The Israeli government took a prominent anti-occupation NGO to court this week in an effort to force the NGO to reveal the names of former Israeli soldiers who testified about potential war crimes they witnessed while serving on duty in the Palestinian Territories.
If the court rules in favor of the state, it will have a chilling effect on whistleblowers in Israel, many of whom will likely be too afraid to speak out if they know the government can sue to obtain their identities.
The NGO on trial, “Breaking The Silence,” is made up of former Israeli soldiers who publish anonymous testimonies about unethical and illegal behavior they say they saw while on patrol in the West Bank and Gaza.
Breaking The Silence published a damning 200-page report after Operation Protective Edge in 2014, the brief but deadly war that took the lives of over 2,200 Palestinians.
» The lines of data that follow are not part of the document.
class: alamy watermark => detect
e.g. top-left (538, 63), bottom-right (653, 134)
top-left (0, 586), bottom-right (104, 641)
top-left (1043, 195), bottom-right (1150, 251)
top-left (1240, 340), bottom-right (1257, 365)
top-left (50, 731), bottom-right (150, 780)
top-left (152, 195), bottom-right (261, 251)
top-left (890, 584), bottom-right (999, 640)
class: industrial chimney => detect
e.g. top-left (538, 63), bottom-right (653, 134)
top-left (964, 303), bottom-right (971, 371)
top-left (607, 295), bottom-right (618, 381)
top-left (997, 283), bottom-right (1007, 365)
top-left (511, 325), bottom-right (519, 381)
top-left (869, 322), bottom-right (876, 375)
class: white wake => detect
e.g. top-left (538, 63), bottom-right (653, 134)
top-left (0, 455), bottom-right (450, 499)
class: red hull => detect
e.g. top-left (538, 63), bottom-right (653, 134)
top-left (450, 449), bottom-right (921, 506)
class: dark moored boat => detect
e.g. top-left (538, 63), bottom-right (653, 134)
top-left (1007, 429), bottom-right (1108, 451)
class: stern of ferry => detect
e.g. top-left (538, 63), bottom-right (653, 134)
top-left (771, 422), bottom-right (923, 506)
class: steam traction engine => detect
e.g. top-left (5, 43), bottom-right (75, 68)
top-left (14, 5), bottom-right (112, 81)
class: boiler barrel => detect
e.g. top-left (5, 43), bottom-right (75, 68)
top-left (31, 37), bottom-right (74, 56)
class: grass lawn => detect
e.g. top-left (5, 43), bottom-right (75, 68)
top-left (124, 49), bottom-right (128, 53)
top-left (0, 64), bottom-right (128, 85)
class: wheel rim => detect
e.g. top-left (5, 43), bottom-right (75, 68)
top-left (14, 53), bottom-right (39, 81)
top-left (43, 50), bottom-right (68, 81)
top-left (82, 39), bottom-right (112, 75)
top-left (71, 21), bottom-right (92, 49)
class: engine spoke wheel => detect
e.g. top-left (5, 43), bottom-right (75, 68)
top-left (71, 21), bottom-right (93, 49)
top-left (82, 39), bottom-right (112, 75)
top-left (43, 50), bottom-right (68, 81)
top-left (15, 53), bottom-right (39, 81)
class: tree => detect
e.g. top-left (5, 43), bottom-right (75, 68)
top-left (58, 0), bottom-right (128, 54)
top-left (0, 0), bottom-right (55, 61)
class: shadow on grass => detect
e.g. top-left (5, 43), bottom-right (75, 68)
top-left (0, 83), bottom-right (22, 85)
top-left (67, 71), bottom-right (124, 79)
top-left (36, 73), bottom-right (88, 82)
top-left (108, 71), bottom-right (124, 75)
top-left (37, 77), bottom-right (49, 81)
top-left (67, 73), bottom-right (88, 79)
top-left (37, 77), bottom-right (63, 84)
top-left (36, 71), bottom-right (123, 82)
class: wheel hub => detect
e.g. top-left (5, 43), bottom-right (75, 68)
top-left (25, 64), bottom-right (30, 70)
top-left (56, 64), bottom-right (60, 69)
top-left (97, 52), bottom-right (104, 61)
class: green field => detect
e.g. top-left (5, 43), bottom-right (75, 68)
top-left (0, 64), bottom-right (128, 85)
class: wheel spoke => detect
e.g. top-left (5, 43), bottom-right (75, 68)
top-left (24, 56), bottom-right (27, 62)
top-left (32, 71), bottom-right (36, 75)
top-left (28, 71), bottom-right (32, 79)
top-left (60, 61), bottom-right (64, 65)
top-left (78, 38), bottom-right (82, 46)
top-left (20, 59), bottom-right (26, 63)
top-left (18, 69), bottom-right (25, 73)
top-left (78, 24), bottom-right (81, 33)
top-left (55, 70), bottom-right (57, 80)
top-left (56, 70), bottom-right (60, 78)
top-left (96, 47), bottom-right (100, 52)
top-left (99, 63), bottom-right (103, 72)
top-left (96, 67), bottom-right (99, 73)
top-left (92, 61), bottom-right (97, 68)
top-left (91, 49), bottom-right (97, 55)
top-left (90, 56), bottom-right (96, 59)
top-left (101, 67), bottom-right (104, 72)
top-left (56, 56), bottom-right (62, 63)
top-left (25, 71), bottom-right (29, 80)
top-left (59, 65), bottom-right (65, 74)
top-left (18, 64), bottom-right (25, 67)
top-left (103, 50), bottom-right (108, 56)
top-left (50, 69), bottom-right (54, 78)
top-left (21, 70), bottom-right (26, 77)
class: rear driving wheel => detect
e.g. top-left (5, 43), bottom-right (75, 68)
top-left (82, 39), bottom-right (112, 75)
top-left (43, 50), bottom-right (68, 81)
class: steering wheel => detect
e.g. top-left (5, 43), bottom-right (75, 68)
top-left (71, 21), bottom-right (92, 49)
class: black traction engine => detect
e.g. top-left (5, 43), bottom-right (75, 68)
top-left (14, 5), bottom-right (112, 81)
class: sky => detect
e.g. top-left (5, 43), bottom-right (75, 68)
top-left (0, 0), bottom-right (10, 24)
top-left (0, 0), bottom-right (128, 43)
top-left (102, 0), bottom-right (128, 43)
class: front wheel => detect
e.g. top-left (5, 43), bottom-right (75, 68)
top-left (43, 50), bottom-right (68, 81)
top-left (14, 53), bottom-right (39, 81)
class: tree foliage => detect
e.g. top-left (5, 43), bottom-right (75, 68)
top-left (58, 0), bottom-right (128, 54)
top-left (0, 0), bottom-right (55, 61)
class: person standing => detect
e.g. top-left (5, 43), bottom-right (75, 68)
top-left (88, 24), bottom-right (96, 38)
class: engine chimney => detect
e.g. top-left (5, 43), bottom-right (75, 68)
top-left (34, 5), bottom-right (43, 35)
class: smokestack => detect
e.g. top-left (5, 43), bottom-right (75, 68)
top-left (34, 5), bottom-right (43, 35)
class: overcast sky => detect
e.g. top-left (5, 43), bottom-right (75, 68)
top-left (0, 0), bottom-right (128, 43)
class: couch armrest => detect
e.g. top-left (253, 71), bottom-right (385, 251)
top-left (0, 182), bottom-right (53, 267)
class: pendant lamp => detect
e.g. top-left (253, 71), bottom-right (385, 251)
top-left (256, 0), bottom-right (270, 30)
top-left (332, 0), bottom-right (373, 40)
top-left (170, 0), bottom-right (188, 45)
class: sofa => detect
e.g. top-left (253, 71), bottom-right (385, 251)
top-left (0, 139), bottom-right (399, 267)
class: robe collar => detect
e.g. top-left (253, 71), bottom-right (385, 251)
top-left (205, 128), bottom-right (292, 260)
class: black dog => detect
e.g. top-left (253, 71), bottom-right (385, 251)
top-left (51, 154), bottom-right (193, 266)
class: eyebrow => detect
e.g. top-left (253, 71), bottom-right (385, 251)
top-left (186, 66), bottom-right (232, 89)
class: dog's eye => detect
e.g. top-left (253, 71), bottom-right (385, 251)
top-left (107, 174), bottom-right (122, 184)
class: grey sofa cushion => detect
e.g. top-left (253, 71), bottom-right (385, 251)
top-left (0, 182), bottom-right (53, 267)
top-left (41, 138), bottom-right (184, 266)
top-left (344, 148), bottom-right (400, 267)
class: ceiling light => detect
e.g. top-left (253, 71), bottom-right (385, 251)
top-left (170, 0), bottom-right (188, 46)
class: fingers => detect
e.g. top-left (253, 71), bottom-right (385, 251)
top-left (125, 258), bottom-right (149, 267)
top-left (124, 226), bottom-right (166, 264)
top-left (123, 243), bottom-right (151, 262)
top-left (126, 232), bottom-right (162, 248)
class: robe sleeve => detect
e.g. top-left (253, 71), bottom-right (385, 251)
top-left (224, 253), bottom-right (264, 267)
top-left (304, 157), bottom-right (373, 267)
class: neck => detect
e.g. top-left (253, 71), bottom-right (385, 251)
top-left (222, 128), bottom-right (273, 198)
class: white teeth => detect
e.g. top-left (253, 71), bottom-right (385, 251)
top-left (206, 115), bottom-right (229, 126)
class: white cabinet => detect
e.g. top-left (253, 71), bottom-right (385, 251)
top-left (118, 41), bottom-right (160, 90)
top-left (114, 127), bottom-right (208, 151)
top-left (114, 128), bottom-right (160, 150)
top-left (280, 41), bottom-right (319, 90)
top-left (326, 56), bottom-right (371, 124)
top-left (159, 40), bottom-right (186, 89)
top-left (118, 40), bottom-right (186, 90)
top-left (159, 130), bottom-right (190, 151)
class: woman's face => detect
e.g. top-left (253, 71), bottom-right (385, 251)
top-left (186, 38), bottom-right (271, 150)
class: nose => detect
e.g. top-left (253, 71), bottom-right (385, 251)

Since then, politicians and right-wing groups in Israel have waged a war of their own on Breaking The Silence. Last year, the group was infiltrated by spies with hidden microphones who were working for the right-wing group Ad Kan; Israeli lawmakers have banned Breaking The Silence’s staffers from doing events on army bases or in public schools; the Prime Minister himself (and several Israeli ministers and cabinet officials) have heaped public scorn on the group.
Now, Israel’s state attorney is trying to force Breaking The Silence to reveal the names of at least one former IDF soldier who provided anonymous testimony about possible Israeli war crimes in 2014. The trial began Sunday in a courtroom in Petah Tikva, Israel.
If the government is victorious, it would endanger Breaking The Silence’s existence. Michael Sfard, a lawyer representing Breaking the Silence, told the judge on Sunday that the group would be destroyed if it broke its promise to soldiers and provided names, according to The Washington Post.
Without Breaking The Silence, the Israeli public and much of the world will only hear the IDF’s own version of events. Many people would argue that whistleblowers are valuable to the democratic process because there are certain things that can only be said safely if anonymity is guaranteed.